The 10th-percentile wage — what new fundraisers typically earn — is $44K/year. Take-home on that works out to about $2,639/month. At HUD’s $1,188/month FMR, rent would take 45% of that take-home — above the 30% guideline, so a 1-bedroom or shared housing is likely necessary starting out.
Is fundraiser a high-paying job in Ohio?
Local pay runs 12% below the national median — $64K here vs. $73K nationally. Cost of living is 9% below the national average, which narrows that gap in real purchasing power.
How does Ohio compare to the national average for fundraisers?
Ohio pays $64K median vs. the U.S. average of $73K — that’s -12%. After adjusting for local cost of living (RPP 91.45), the purchasing-power equivalent is $70K — below the national median.

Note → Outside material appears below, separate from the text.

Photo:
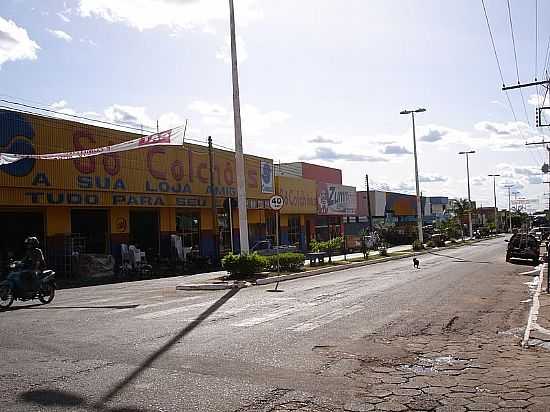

How much do fundraisers make in Ohio?
The median is $64,080 a year, that works out to about $31 an hour. But the range is wide: entry-level workers start around $43,980, and experienced fundraisers can clear $104,220. These are BLS numbers, based on employer-reported data, not self-reported surveys.
Is $64K enough to live in Ohio?
On that salary, you'd take home roughly $4,367/month after taxes. A 2-bedroom here rents for about $1,188/month, which eats 27.2% of your paycheck. That's under the 30% guideline most financial planners use, so the numbers work.
How far does a fundraisers salary go in Ohio?
Ohio has a Regional Price Parity of 91.45 (100 is the national average). That's below average, your money stretches further here than the raw salary number suggests. After cost-of-living adjustment, the median fundraisers salary is worth about $70,071 in national-average purchasing power.
Where do fundraisers get paid the most?
The table above ranks every state by median pay for this role. Keep in mind that the highest-paying states tend to have the highest costs of living, so the top salary doesn't always mean the most money in your pocket.